Perceval ou le Conte du Graal is the last work of the major Arthurian writer Chrétien, following the somewhat unlikely knight2 as he adventures to…

…well, nobody knows. Because Chrétien died with the work unfinished. There certainly was a mysterious castle with some religious undertones, and an enigmatic scene involving a grail3 - but what the author was intending to do with this setup was lost to time.

This may have been the best thing possible for the story’s legacy. While all of Chrétien’s Arthurian stories had thriving legacies and laid the groundwork for the legend today, Perceval really seems to have taken a life of its own as every writer worth their salt seemed to rise to the opportunity to write a continuation or rewrite of the story, explaining their own vision for how the mysteries would resolve.

One of the threads these continuations introduced was the Sangraal, or Holy Grail - eventually consolidating on the idea that the cup Jesus drank from at the Last Supper4 being present in… well, vaguely a land near Arthur’s.
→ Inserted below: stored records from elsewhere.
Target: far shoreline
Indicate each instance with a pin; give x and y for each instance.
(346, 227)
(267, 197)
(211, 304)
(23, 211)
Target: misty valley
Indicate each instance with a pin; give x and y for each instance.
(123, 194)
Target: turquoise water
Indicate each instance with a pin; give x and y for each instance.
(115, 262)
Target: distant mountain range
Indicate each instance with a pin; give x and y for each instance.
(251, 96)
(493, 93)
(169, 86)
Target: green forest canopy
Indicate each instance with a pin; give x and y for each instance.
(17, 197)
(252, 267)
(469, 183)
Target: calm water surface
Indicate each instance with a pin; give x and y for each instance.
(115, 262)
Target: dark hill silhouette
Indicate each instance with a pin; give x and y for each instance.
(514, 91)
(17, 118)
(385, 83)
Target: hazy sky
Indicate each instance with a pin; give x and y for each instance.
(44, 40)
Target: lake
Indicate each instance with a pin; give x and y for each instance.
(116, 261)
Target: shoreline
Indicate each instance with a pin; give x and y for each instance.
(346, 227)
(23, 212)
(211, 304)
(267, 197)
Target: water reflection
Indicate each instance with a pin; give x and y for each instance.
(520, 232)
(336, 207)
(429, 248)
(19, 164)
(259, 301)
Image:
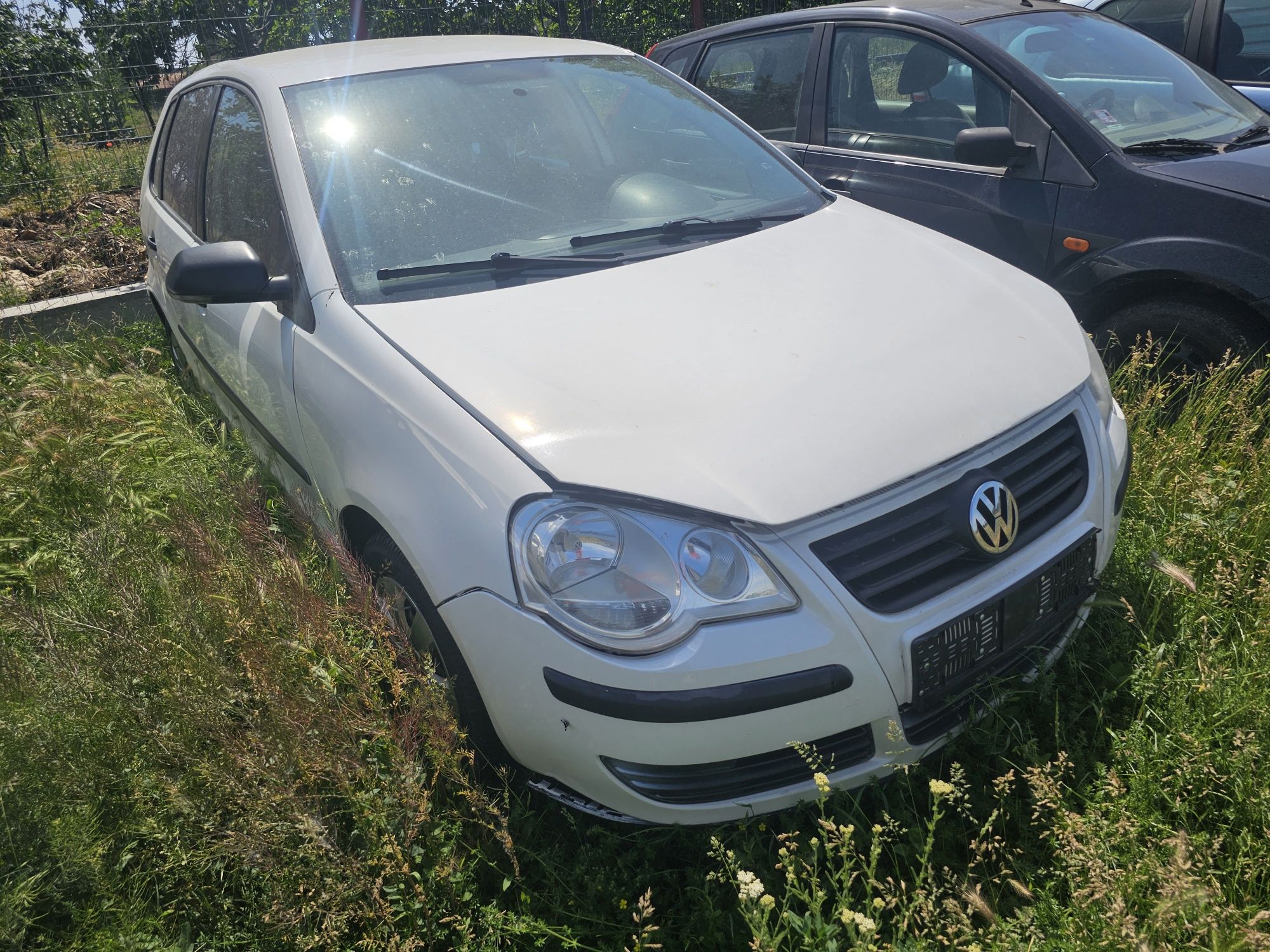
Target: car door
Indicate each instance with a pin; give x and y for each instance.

Despite being the origin point for this significant side-aspect of Arthurian legend, the actual Perceval and its main continuations is largely about absolutely any other adventure (and mostly Gawaine).

It’s perhaps the best place to start to just get a feel for the random adventures of knights in these kinds of medieval stories. Perceval and Gawaine just keep wandering around and getting more and more entangled in new bizarre castles and damsels in distress and dangerous knights, and must stumble their way through each one in turn5 with the extremely rare intervention of the main plotlines.

Footnotes

  1. This is a remarkably common occurrence in the legends.
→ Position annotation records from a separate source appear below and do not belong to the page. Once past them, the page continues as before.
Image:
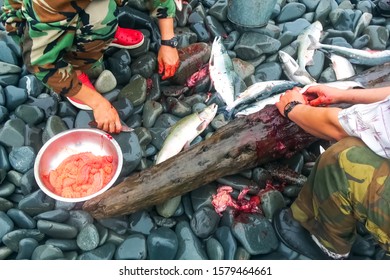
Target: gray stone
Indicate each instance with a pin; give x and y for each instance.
(47, 252)
(21, 219)
(162, 244)
(204, 222)
(214, 249)
(12, 238)
(106, 82)
(57, 230)
(132, 248)
(104, 252)
(6, 224)
(26, 248)
(229, 243)
(22, 158)
(256, 235)
(190, 247)
(88, 238)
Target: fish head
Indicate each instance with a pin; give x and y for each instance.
(217, 46)
(317, 25)
(284, 57)
(179, 5)
(209, 112)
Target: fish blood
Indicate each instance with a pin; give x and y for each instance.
(81, 175)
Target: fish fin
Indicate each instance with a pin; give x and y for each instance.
(186, 145)
(202, 126)
(227, 114)
(300, 72)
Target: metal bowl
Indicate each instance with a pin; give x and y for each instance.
(71, 142)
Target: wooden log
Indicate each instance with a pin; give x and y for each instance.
(243, 143)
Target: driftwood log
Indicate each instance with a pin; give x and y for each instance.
(243, 143)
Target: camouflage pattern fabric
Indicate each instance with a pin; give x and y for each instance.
(60, 36)
(349, 183)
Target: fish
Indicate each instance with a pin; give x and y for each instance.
(355, 56)
(222, 72)
(179, 5)
(260, 90)
(260, 104)
(362, 23)
(183, 132)
(341, 66)
(292, 70)
(337, 84)
(305, 56)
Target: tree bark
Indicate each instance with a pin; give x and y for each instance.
(243, 143)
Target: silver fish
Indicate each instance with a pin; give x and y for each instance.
(363, 22)
(185, 131)
(258, 105)
(222, 72)
(179, 5)
(341, 66)
(261, 90)
(292, 70)
(305, 56)
(337, 84)
(355, 56)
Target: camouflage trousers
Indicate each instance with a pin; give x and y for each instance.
(77, 42)
(348, 184)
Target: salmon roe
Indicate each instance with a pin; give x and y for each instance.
(81, 175)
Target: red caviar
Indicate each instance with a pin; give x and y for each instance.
(81, 175)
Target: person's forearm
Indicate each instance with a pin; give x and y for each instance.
(320, 122)
(166, 28)
(365, 96)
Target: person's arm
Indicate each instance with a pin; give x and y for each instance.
(168, 57)
(318, 121)
(325, 95)
(45, 43)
  2. As well as long deviations to focus on everyone’s favorite boy, Sir Gawaine.

  3. Not originally that focused on, and not clearly meant to be a chalice or cup, much less what the Holy Grail would become.

  4. Often given the convenient extra boost of holiness of also collecting his blood from the cross, and then arriving to Britain by means of the saint Joseph of Arimathea.

  5. And, especially if they are Gawaine, sleep with a lot of women.